Sens. Dick Durbin (D-Ill.) and Mark Kirk (R-Ill.) do not want a pending merger, which still needs to be approved by the U.S. Dept. of Justice, between the two airlines to affect the planned billion dollar airport expansion.
Durbin, in particular, said he met with Parker earlier today.
“When we hear there’s change, that American may be merging with US Airways […] I wanted to sit down with [Parker] and make certain that his commitment to O’Hare and to Chicago was solid,” Durbin said in a phone interview Wednesday. “I wasn’t asking him for an iron-clad agreement about how they’re going to spend money if the merger is approved. I just wanted to make sure that he understood the importance of American to the scene at O’Hare.”
He added that Parker will be meeting with Chicago Mayor Rahm Emanuel, a supporter of the O’Hare expansion, about the project “in just a few days.”
An American Airlines spokeswoman declined to comment.
Durbin and Kirk sent a letter to the American heads in February, reminding the airline the O’Hare project "will create 195,000 more jobs and generate $18 billion in annual economic activity," adding the merger faces “regulatory scrutiny” by legislators before being approved.
On Wednesday, Durbin said the letter was sent after he met with Emanuel in Washington.
“Mayor Emanuel made it clear to us that this merger was something we all ought to watch carefully and Sen.
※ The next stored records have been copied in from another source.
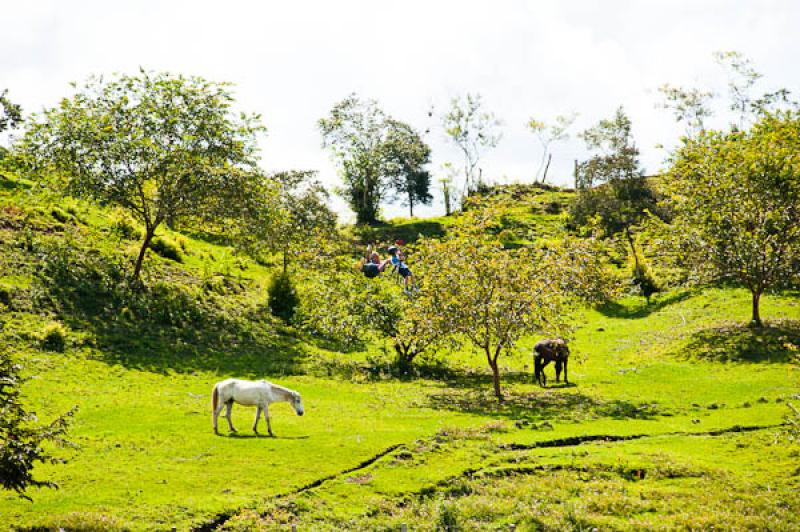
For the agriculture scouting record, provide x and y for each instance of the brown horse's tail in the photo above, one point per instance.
(214, 400)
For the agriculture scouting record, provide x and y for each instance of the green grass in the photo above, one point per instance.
(648, 435)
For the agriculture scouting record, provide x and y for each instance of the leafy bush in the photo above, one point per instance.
(60, 215)
(54, 338)
(20, 443)
(283, 299)
(125, 228)
(166, 248)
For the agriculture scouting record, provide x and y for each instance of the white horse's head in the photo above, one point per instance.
(297, 403)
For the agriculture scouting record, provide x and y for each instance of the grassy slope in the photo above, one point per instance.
(148, 458)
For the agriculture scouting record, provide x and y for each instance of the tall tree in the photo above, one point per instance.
(611, 184)
(474, 130)
(407, 155)
(162, 146)
(737, 199)
(376, 154)
(558, 131)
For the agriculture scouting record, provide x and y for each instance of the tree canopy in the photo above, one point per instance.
(164, 147)
(737, 200)
(376, 155)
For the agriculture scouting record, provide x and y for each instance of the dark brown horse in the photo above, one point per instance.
(546, 351)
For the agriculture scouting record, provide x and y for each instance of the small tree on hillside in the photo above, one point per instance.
(548, 134)
(737, 199)
(407, 155)
(492, 297)
(288, 214)
(610, 184)
(21, 442)
(161, 146)
(473, 130)
(376, 154)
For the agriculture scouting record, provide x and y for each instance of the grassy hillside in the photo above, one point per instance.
(673, 418)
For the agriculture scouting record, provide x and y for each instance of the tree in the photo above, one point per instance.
(690, 106)
(406, 156)
(547, 135)
(473, 130)
(376, 154)
(737, 200)
(491, 297)
(287, 214)
(10, 113)
(163, 147)
(447, 187)
(610, 184)
(21, 442)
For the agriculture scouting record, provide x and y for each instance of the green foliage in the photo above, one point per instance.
(166, 248)
(737, 197)
(54, 338)
(165, 148)
(283, 299)
(491, 297)
(376, 154)
(124, 227)
(10, 113)
(644, 281)
(60, 215)
(290, 217)
(21, 442)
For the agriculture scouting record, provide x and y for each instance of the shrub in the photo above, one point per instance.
(54, 338)
(60, 215)
(282, 296)
(125, 228)
(166, 248)
(6, 295)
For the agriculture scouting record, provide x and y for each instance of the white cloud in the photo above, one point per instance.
(292, 60)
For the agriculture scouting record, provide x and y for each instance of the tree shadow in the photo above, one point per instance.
(537, 406)
(170, 326)
(410, 231)
(642, 309)
(777, 342)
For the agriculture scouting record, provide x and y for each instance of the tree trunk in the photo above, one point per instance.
(756, 320)
(495, 376)
(546, 168)
(633, 248)
(147, 238)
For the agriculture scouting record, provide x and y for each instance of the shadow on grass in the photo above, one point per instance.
(777, 342)
(538, 405)
(613, 309)
(172, 325)
(410, 231)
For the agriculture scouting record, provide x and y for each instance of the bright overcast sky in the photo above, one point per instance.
(292, 60)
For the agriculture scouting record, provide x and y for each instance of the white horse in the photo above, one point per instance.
(251, 393)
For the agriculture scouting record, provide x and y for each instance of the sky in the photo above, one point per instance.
(291, 61)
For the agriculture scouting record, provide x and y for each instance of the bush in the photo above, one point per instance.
(125, 228)
(166, 248)
(54, 338)
(282, 296)
(59, 215)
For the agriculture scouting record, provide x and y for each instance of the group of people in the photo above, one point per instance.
(373, 265)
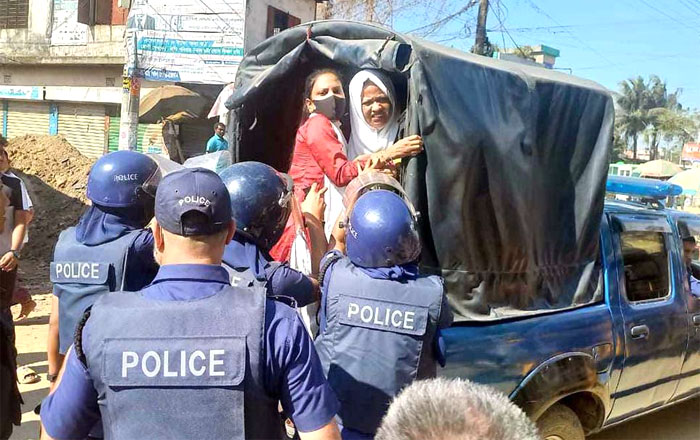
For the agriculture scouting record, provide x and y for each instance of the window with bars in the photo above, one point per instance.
(14, 14)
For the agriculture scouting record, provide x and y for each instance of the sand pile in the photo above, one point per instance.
(55, 174)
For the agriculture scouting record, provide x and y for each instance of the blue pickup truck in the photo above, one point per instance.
(583, 323)
(634, 351)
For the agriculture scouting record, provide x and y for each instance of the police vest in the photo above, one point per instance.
(181, 369)
(378, 339)
(81, 273)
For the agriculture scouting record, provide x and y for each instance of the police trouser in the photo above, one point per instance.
(10, 398)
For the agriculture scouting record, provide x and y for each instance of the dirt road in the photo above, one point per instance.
(680, 422)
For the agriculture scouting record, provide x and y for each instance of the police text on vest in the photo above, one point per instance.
(78, 270)
(161, 364)
(382, 316)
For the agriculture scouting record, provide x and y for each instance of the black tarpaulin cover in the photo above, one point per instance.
(511, 185)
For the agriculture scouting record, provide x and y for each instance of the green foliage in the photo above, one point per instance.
(648, 109)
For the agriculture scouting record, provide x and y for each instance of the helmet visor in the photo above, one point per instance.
(164, 167)
(370, 181)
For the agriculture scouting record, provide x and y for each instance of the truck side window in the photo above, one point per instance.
(645, 259)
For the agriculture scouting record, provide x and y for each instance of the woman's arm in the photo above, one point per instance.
(327, 151)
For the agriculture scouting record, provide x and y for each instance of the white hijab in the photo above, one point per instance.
(365, 139)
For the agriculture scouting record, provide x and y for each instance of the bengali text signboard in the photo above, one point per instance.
(197, 41)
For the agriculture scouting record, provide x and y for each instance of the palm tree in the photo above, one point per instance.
(662, 110)
(633, 104)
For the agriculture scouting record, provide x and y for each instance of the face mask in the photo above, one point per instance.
(332, 107)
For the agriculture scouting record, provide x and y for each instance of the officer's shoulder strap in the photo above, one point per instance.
(78, 337)
(288, 300)
(332, 258)
(274, 265)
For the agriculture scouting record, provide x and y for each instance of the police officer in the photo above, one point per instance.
(379, 316)
(108, 249)
(261, 202)
(190, 356)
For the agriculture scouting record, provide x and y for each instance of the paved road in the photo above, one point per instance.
(678, 422)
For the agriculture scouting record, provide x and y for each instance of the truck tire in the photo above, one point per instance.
(560, 423)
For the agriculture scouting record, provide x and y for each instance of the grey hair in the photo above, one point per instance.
(454, 409)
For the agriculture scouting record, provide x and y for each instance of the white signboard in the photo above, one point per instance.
(65, 29)
(22, 92)
(196, 41)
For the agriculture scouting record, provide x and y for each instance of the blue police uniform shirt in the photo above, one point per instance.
(98, 226)
(292, 371)
(402, 272)
(282, 280)
(216, 143)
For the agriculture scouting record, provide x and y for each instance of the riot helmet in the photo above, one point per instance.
(123, 179)
(260, 201)
(382, 230)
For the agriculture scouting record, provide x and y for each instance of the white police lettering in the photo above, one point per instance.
(126, 177)
(194, 200)
(161, 364)
(382, 316)
(78, 270)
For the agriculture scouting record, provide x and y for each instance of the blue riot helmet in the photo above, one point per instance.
(260, 201)
(123, 179)
(382, 230)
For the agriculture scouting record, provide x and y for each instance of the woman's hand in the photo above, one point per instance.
(314, 203)
(408, 146)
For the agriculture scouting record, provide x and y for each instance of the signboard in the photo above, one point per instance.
(65, 29)
(33, 93)
(196, 41)
(691, 152)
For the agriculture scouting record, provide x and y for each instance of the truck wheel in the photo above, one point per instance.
(560, 423)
Kirk and I decided the best thing to do is to put it in writing, on the record. Let Mr. Parker and Mr. Horton know that we’re watching this merger and want to know the impact on Chicago,” he said.
Stephen Schlickman, the Executive Director of the Urban Transportation Center at the University of Illinois at Chicago, said the senators are especially worried about the status of O’Hare as a major worldwide transportation hub.
“When O’Hare coughs, the rest of the system gets a cold, so it has a major national and federal interest,” Schlickman said in a phone interview. “[Politicians] are going to give it a high priority and express their concerns to whomever they need to.”
The billion-dollar O’Hare Modernization Program hinges on agreement between United and American Airlines. In 2011, Transportation Secretary Ray LaHood helped broker the $1.17 billion deal between the federal government, the city and the airlines.
The project aims to bring additional runways to O’Hare and decrease delays at the airport.